Je passe outre les formulations de courtoisie, les marques d'affections et de respect, les enluminures stylistiques ; j'en suis incapable dans l'état d'excitation ou je me trouve !


Peu être penseras-tu là qu'il s'agit d'un manque de sagesse ou de tempérance de ma part, et, lorsque tu sauras de quoi il en retourne, que ma frénésie présente est de nature morbide. Je t'en laisse juger mère.

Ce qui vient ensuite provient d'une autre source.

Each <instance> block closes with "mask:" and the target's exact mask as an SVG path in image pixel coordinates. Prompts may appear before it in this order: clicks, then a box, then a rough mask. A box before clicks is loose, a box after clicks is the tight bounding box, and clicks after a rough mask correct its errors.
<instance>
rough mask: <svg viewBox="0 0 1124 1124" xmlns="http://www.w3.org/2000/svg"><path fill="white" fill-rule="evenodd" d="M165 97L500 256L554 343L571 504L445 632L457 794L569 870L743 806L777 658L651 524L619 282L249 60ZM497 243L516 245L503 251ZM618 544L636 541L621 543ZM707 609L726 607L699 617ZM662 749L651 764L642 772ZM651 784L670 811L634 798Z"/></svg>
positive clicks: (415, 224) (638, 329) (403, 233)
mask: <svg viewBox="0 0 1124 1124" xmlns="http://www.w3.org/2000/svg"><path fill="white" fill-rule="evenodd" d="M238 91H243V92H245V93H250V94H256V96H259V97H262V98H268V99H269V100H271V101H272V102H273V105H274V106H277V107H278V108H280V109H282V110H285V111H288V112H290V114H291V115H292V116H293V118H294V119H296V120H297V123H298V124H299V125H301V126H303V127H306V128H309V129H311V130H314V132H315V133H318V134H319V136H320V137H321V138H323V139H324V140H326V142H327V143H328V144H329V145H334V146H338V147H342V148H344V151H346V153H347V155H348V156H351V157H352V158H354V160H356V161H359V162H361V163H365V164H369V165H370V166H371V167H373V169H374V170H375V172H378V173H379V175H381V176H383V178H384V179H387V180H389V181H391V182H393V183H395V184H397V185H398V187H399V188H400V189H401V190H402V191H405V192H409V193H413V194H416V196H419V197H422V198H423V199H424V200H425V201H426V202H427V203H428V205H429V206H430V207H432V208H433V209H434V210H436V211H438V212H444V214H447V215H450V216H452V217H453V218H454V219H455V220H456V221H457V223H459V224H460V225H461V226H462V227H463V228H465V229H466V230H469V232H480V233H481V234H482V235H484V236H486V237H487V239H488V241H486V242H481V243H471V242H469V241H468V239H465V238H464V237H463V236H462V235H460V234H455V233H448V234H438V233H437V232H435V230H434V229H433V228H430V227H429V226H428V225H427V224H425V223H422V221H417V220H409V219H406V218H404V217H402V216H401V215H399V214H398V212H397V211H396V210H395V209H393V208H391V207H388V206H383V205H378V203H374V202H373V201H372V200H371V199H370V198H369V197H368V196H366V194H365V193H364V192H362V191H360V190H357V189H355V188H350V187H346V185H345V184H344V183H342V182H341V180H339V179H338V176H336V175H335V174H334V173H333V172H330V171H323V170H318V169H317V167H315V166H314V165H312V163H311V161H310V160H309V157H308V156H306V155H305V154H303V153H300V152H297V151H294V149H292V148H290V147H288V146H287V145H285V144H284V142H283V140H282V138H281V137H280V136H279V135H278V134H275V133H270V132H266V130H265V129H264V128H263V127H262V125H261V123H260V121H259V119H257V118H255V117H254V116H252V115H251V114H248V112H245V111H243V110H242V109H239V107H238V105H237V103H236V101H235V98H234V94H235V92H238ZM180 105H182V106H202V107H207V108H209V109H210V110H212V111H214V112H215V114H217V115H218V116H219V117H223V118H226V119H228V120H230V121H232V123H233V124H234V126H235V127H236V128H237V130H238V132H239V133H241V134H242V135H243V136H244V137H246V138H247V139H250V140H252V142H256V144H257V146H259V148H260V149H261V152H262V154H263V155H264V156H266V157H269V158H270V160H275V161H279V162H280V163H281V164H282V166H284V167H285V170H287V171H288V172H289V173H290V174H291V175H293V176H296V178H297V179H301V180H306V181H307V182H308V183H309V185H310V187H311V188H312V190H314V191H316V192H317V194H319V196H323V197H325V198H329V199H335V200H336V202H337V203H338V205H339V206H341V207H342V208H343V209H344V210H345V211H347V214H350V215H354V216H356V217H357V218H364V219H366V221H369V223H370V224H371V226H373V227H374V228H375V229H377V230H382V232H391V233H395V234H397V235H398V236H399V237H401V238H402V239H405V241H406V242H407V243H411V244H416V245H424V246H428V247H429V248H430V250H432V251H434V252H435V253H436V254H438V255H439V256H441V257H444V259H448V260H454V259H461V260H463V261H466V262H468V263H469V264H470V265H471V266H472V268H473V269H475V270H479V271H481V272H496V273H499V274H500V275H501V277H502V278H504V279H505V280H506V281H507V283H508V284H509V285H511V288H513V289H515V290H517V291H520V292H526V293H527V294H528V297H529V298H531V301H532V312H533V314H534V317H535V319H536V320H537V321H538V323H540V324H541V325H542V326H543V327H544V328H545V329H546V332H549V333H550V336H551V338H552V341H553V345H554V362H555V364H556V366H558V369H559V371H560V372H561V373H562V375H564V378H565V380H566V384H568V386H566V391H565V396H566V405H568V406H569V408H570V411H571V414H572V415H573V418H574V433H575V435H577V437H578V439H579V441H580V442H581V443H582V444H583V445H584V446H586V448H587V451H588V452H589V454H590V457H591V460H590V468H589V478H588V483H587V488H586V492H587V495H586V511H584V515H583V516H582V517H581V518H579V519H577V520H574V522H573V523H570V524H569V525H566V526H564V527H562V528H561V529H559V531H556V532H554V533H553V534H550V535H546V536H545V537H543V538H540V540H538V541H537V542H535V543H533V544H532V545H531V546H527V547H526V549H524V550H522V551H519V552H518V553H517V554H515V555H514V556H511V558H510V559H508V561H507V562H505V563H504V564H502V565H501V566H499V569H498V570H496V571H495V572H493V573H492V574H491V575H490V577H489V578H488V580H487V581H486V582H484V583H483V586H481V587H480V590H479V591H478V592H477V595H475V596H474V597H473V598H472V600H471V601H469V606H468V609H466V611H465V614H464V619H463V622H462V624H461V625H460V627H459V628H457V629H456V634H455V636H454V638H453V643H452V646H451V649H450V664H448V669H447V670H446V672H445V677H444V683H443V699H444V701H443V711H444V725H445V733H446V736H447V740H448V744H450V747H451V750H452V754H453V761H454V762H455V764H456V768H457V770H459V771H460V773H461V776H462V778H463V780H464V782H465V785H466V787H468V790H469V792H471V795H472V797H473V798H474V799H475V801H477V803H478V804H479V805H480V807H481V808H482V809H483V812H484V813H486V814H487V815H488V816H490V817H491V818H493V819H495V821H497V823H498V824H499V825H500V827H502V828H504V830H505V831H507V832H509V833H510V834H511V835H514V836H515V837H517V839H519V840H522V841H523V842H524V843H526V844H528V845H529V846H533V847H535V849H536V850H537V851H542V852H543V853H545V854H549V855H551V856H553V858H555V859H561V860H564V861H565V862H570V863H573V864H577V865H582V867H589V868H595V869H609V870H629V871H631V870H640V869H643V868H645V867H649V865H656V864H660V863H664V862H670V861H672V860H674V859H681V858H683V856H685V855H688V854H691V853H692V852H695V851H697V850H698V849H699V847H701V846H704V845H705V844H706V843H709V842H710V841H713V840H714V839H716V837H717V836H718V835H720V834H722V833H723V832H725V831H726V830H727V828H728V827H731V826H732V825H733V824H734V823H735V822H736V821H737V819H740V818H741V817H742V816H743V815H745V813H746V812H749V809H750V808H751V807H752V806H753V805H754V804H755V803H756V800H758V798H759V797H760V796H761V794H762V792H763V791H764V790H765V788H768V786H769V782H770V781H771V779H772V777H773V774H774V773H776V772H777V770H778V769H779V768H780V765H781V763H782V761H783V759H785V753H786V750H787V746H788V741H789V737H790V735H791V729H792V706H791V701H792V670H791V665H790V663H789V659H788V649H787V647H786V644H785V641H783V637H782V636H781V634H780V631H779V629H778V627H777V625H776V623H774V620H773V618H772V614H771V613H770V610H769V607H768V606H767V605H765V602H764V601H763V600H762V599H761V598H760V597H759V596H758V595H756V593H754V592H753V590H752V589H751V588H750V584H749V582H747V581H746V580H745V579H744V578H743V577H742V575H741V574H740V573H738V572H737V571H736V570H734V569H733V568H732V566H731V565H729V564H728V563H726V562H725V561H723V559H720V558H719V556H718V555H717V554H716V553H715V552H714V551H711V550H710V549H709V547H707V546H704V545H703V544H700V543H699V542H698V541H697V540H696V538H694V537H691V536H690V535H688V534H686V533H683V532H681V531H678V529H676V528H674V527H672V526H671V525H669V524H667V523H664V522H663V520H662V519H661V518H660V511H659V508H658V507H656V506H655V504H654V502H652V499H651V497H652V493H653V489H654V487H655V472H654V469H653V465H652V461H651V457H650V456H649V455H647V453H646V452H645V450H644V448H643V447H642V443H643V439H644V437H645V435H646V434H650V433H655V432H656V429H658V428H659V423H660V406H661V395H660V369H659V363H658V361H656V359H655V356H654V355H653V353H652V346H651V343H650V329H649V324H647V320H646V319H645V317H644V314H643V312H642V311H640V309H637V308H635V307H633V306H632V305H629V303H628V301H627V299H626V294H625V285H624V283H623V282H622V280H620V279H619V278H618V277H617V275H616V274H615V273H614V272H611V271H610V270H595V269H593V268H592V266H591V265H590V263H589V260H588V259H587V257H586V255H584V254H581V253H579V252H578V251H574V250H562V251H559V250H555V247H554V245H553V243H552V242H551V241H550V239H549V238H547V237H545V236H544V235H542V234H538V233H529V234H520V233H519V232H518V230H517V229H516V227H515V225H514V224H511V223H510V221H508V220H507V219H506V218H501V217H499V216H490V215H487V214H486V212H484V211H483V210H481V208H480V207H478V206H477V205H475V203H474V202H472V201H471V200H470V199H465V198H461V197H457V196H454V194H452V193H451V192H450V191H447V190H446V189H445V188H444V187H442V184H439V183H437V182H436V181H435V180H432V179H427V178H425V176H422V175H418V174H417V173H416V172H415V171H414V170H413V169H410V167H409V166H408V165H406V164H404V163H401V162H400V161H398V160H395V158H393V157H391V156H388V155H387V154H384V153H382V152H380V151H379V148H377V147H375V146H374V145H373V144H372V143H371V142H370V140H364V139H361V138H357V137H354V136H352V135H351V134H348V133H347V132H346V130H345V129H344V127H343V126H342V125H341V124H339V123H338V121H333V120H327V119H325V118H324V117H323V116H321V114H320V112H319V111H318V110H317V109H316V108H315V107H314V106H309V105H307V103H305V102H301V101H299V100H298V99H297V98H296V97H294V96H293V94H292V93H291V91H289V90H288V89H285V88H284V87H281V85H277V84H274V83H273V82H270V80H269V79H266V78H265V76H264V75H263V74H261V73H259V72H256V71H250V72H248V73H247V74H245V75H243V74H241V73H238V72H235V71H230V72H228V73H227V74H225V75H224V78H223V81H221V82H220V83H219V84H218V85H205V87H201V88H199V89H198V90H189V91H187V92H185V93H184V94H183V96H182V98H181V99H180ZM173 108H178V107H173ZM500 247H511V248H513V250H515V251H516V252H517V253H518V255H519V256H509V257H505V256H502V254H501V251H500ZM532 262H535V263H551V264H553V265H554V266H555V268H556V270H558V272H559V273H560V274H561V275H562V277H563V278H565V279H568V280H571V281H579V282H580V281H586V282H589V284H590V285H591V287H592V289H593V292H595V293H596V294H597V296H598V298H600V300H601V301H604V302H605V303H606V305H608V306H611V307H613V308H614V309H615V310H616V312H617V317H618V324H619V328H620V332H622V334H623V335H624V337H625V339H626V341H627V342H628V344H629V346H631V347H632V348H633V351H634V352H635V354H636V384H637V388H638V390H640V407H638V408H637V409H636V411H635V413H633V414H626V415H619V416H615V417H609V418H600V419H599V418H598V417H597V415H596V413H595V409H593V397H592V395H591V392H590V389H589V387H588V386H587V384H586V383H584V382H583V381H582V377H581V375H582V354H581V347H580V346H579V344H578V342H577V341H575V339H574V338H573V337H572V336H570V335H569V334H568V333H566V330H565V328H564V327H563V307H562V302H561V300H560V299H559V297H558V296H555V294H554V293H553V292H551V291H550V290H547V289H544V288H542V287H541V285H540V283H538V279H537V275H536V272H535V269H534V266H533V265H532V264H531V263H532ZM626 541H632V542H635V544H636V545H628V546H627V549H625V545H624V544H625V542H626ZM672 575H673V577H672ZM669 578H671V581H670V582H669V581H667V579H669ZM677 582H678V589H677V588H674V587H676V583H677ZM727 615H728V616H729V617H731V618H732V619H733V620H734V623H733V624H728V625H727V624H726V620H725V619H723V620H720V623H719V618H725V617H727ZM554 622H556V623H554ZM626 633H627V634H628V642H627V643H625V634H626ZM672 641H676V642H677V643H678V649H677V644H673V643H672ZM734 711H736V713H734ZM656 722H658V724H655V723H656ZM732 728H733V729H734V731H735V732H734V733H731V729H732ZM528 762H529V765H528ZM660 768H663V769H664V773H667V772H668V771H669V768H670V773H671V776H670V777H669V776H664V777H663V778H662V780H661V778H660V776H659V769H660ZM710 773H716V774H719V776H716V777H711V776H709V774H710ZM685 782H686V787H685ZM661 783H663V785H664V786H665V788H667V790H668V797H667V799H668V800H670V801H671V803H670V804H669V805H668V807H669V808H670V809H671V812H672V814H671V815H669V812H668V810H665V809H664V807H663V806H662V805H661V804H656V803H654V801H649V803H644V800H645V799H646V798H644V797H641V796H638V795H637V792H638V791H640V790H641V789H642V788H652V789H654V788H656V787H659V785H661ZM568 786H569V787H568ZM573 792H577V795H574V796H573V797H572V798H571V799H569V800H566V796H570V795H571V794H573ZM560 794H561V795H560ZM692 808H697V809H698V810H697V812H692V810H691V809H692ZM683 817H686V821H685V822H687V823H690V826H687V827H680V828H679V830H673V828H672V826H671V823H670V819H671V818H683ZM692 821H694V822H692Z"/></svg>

Les faits : Un elfe a été trouvé mort sur la plage, estropié. Las lorsque j'ai voulu aller m'enquérir de l'affaire et demandé à voir le corps ce fat de Traben, le capitaine de Calar, m'a tendu une pelle en ricanant. Cependant j'ai appris plusieurs choses : L'elfe avait des traces d'écorces sur les mains et de la terre sous les ongles. Il  a donc dû être charrié par une rivière vers la mer, ou a été précipité du haut d'une falaise. Le doute pour moi est de savoir si c'est son assassin qui s'en est débarrassé de cette manière ou si c'est l'elfe agonisant, qui voulant échapper à ses poursuivants a ainsi trépassé ; je ne puis compter sur Traben pour me le révéler car visiblement il n'a rien à faire des elfes et dans son esprit l'enquête est déjà bouclée. Pour te donner idée, Mère, de l'ambiance dans laquelle je baigne, sache que cet humain nous méprise au point d'oser nous traiter de macaque ! Cet esprit fangeux ne m'inspire qu'un légitime dégoût qui ne mérite que mon dédain. Mais je sais qu'il me faudra mettre de l'eau dans mon nectar car ce triste individu est incontournable. C'est ici que je retiens ta très utile leçon chère Mère, et je le prends comme un obstacle à surmonter. Les mâles ont leurs points faibles, tu me l'a moult fois démontré.

 


Il y a autre chose à savoir : cet elfe avait tatoué sur le torse une licorne. Le même symbole que sur un parchemin dissimulé dans sa ceinture et que je conserve précieusement. C'est étrange car pour moi la licorne est la représentation de Lurue, divinité du panthéon humain. Pourquoi donc un elfe aurait tatoué sur le torse la marque d'une dévotion envers la reine des forêts, Mailikki, ou sa monture ? A moins qu'il ne s'agisse d'une symbolique relative à l'appartenance à une quelconque organisation secrète que je ne connais point. Las ici c'est plutôt rustre et pour se documenter je ne puis compter sur aucune bibliothèque et les érudits ne courent point les sentiers. Pourtant tout semble lié. Mais j'ai là sous les yeux comme un puzzle dont les pièces ne s'emboitent pas et d'autres sont perdues : le sac d'un elfe trouvé dans l'auberge de Mont noir. Les ombres. Ce cadavre à la licorne. Guldar. La clé. La femme d'ombre. L'idée qu'il y a peu être une communauté elfique sur Drasmal me transporte d'allégresse, mais pourquoi diantre ne se montrent-ils pas ? J'ai moult question Mère, mais point de réponse. Il me faut persévérer.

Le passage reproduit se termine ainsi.